During the qualifying competition for the 1987 British Open, Higgins threatened Street while holding his neck, an incident that snooker historian Clive Everton wrote was "glossed over". In 1992, Higgins was fined £500 by the World Professional Billiards and Snooker Association (WPBSA) for "failing to accord [Street] appropriate dignity and respect" at the 1991 UK Championship. After Higgins's defeat at the 1994 UK Championship by Dave Harold in a match refereed by Street, Higgins called him "incompetent", claimed that he needed an eye test and said that he would rather have a "man off the street" refereeing. Street later commented that he wished Higgins has "concentrated on his wonderful snooker talent more and kept his temper in check. I know some referees were frightened of him, but I always stood my ground, as did John Williams, which probably worked against us at times."
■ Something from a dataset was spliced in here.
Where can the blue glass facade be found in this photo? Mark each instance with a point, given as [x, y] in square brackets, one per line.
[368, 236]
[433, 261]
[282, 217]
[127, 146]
He reduced the number of matches that he refereed from 1995 because he was appointed by the WPBSA as their Referee Assessor/Coach. His final match was at the 1997 Benson & Hedges Masters final when Steve Davis defeated Ronnie O'Sullivan 10–8 after trailing 4–8. This match was interrupted by a woman streaking. In all, Street refereed 12 Masters finals; the World Snooker Tour website called him "the leading referee in the early years of the Masters".
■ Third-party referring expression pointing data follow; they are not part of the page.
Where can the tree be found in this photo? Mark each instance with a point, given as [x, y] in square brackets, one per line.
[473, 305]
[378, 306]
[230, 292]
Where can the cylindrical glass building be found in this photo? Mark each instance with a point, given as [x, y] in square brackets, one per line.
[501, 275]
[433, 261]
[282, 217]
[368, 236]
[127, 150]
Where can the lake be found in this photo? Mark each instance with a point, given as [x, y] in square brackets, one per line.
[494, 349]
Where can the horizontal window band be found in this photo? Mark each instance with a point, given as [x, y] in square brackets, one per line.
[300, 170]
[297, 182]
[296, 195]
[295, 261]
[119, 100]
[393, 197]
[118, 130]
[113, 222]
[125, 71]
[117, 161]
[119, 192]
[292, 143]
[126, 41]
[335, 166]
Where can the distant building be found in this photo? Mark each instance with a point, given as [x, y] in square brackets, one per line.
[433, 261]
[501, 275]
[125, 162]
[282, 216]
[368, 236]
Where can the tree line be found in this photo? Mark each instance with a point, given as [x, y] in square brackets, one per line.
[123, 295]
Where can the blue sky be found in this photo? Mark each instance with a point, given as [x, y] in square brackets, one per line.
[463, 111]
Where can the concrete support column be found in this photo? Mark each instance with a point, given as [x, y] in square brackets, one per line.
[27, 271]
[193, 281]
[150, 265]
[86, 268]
Street wrote and self-published The Billiards and Snooker Referees' Handbook: An In-depth Guide to the History, Rules of the Games and the Art of Refereeing (1998) with Peter Rook. In an interview for Jack Karnehm's book World Snooker (1981), Street replied that a good referee, "You must want to be a referee rather than a player, spectator or anything else. It's a disease really, an obsession. Get a bunch of referees together and all they do is debate the rules for hours." He added that "you must be in control yet be unobtrusive."
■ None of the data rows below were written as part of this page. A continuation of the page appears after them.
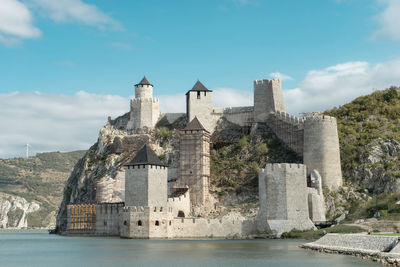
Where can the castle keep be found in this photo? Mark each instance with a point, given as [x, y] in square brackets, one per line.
[162, 201]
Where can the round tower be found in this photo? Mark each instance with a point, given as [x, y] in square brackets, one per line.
[321, 149]
[144, 89]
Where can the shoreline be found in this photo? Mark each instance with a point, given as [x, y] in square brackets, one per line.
[383, 249]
== Personal life, illness and death ==
Street married Jean in 1953, after meeting her at a local dance event and they went on to have three daughters. By June 2008, he required sticks to help him walk. He died from lung disease at Whipton Hospital in Exeter on 6 January 2009, aged 77. His funeral was held on 20 January 2009 at St Thomas Methodist Church. In 1987, Steve Acteson, snooker correspondent for The Times, referred to Street as "one of snooker's most respected referees". Journalist David Hendon, deputy editor of Snooker Scene magazine, wrote in 2009 that "Everyone respected him. He was one of snooker's top officials and a famous face himself in the game's boom years."